If You Don’t Work, You Don’t Eat: Time to Follow What the Bible Actually Says

Homeless Non-working

Homeless Non-working

Second Thessalonians 3:10 is not a suggestion. It’s not open for interpretation. The Apostle Paul is crystal clear: “The one who is unwilling to work shall not eat.” That’s not me saying it. That’s Scripture.

Yet today we’re told we must ignore this command in the name of compassion. We’re scolded for wanting to stop funding people who refuse to work, especially those whose only real ambition is feeding a drug habit. We’re called heartless for pointing out the obvious: many on the streets aren’t helpless victims, they’re unwilling to get clean and unwilling to work. They’d rather steal from their own families, overdose, and live in filth than put in an honest day’s labor.

This isn’t about being cruel. It’s about being obedient to what God actually said. The Bible doesn’t command us to enable self-destruction. It commands personal responsibility.

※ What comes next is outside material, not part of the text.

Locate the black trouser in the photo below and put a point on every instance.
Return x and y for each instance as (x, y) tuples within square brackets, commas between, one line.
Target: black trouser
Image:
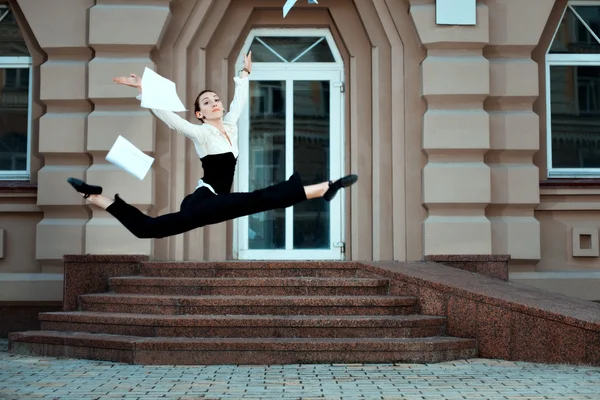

The modern do-gooder crowd loves taking taxpayer money and handing it to those who contribute nothing. They call it “compassion.” God calls it disobedience. Paul wasn’t writing to pagans when he gave this command—he was writing to the church. If he expected believers to stop feeding those who refused to work, how much more should we stop forcing hardworking taxpayers to subsidize drug addicts who won’t lift a finger?

The solution is simple and biblical. If someone wants public assistance, they work for it. Clean the parks. Pick up needles. Plant trees. Maintain roads. Paint over graffiti. There’s no shortage of honest work that needs doing. If they’re unwilling to do any of it, then as the Scripture says, they don’t eat—at least not on the public dime.

We’ve tried the soft approach. We’ve poured billions into programs with no expectations, and what have we gotten? Tent cities, open-air drug markets, human waste on sidewalks, and needles where children play. That’s not compassion. That’s cruelty disguised as kindness.

The Bible doesn’t say we should let people starve to death in the street. But it absolutely says we should not subsidize laziness and addiction. There’s a massive difference between helping the truly disabled or the person who’s fallen on hard times and propping up people whose lifestyle choice is drugs over dignity.

We’ve got to stop letting people rewrite Scripture to fit their politics. Second Thessalonians 3:10 hasn’t changed. God’s word still stands. If you’re unwilling to work, you shall not eat.

It’s time we started believing the Bible again, even when it’s politically incorrect.